Y eut-il eu deux ou trois expéditions avec pour chacune d’elle deux à trois cent condamnés ? Les historiens peinent à s’accorder sur le nombre de noyades ordonnées par Carrier de même que sur le nombre de victimes. Il aurait été procédé durant cet hiver 1793-1794 à 7 ou 11 noyades. Aujourd’hui, les estimations les plus sérieuses font état de près de 5000 victimes. Après la chute de Robespierre, Carrier, ce «missionnaire de la terreur» selon Michelet est arrêté le 3 septembre 1794. Le 16 décembre 1794, il monte sur l’échafaud pour être guillotiné. Dans la foule une flûte joue «la carmagnole».

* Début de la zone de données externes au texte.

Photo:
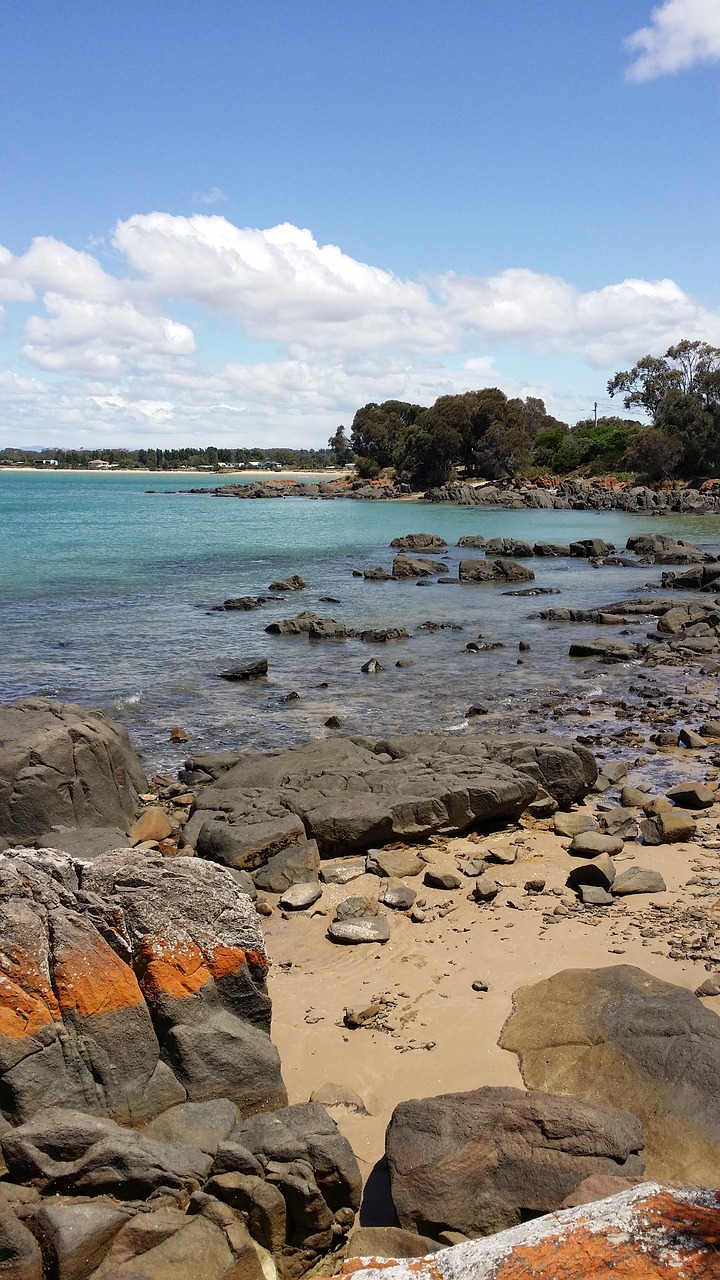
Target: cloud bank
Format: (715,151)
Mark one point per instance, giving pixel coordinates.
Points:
(680,33)
(130,355)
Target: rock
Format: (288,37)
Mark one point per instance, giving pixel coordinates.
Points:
(299,897)
(442,880)
(388,1242)
(493,571)
(475,1162)
(299,864)
(396,895)
(638,880)
(83,844)
(153,824)
(251,844)
(710,987)
(329,1095)
(588,844)
(76,1237)
(19,1252)
(414,566)
(64,766)
(372,667)
(395,863)
(600,872)
(62,1150)
(593,895)
(247,671)
(591,547)
(195,1124)
(131,983)
(343,872)
(352,931)
(665,1233)
(692,795)
(605,649)
(618,1032)
(419,543)
(351,794)
(574,823)
(668,827)
(486,888)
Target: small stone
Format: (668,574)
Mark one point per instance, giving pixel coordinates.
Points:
(587,844)
(299,897)
(355,1018)
(592,895)
(151,826)
(638,880)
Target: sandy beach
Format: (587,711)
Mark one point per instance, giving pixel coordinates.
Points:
(436,1033)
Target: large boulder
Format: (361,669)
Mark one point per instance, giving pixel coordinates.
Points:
(130,984)
(64,766)
(647,1233)
(352,794)
(477,1162)
(619,1036)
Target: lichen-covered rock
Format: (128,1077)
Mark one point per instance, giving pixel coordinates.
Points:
(621,1034)
(648,1233)
(64,766)
(475,1162)
(130,984)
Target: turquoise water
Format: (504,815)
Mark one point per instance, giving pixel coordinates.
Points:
(105,590)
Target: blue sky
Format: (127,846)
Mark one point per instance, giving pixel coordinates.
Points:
(236,223)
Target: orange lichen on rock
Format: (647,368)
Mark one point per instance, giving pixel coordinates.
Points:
(164,969)
(94,981)
(27,1001)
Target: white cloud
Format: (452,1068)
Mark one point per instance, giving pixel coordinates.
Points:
(680,33)
(115,364)
(95,338)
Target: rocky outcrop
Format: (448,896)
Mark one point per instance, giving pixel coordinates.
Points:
(619,1034)
(64,766)
(349,794)
(647,1233)
(495,571)
(477,1162)
(130,984)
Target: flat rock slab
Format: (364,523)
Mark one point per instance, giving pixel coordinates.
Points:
(374,928)
(64,766)
(299,897)
(613,1033)
(475,1162)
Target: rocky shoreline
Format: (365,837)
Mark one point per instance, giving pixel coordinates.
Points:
(570,494)
(487,886)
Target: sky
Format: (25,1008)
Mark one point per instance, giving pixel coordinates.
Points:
(235,223)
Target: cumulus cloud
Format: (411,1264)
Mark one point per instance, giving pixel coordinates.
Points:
(96,337)
(113,360)
(680,33)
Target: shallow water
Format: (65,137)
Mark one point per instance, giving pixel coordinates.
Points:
(105,590)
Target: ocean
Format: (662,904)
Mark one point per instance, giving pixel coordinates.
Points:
(106,594)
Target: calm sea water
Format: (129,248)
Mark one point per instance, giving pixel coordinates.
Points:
(105,590)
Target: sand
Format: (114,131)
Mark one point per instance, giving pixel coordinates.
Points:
(437,1034)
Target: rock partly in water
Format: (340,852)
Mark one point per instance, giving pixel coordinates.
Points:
(64,766)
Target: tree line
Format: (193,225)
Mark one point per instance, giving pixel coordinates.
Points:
(487,434)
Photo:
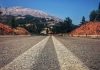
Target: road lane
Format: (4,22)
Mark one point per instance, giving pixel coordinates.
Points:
(47,59)
(87,50)
(67,60)
(12,48)
(27,59)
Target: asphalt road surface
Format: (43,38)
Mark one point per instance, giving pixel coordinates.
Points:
(49,53)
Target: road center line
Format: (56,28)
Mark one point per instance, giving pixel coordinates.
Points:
(67,60)
(28,58)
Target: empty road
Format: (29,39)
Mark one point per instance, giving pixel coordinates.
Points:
(49,53)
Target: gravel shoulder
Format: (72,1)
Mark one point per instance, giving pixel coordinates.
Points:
(14,46)
(87,50)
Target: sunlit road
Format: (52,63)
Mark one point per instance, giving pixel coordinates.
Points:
(49,53)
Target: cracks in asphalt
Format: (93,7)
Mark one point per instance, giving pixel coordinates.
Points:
(47,60)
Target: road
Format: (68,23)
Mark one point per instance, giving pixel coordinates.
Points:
(49,53)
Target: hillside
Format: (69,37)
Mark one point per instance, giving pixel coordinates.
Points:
(7,30)
(90,28)
(16,11)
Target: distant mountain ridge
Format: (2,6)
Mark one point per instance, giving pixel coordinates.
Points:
(15,11)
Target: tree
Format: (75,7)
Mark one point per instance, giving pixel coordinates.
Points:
(93,15)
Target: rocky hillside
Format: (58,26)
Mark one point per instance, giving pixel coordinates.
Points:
(7,30)
(90,28)
(15,11)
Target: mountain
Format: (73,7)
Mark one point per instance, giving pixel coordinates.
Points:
(15,11)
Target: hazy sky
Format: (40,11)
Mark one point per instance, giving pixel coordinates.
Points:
(61,8)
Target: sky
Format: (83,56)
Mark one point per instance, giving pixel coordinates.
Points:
(74,9)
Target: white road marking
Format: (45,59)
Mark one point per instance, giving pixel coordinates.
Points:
(67,60)
(26,60)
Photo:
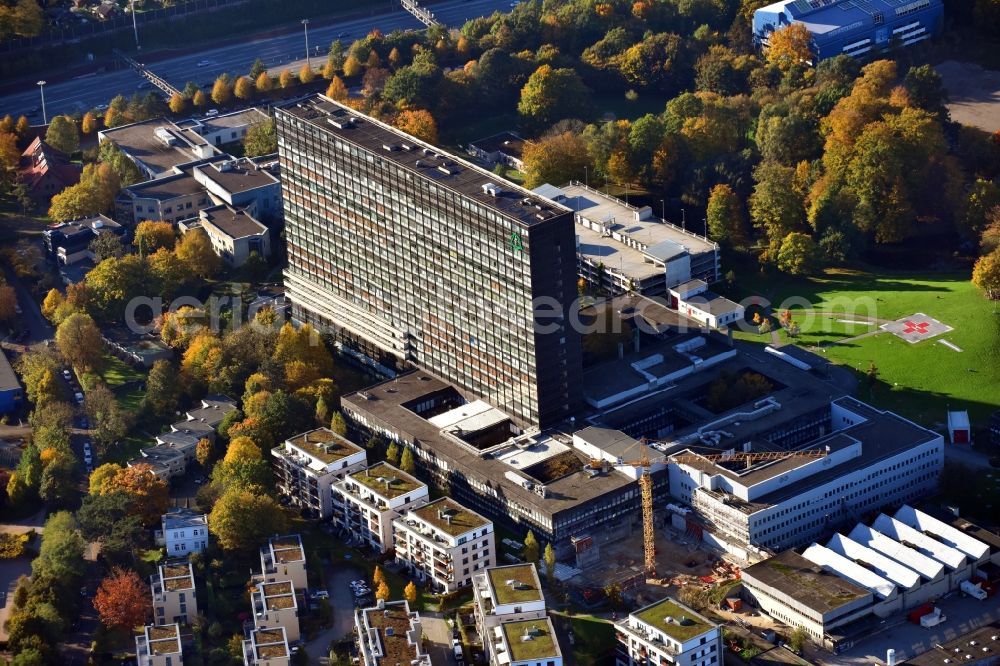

Gracchus Babeuf, loin d’être le plus timoré des révolutionnaires constituera un dossier à charge contre Carrier titré «Du système de dépopulation ou la vie et les crimes de Carrier». Il y forge le terme de populicide pour qualifier le sort réservé par les armées républicaines à la Vendée. Babeuf y dessine les contours de ce que le XXe siècle appellera «génocide». Voilà sans doute pourquoi dans la mémoire et l’inconscient collectif de la ville de Nantes, le mot noyade ne résonne pas impunément.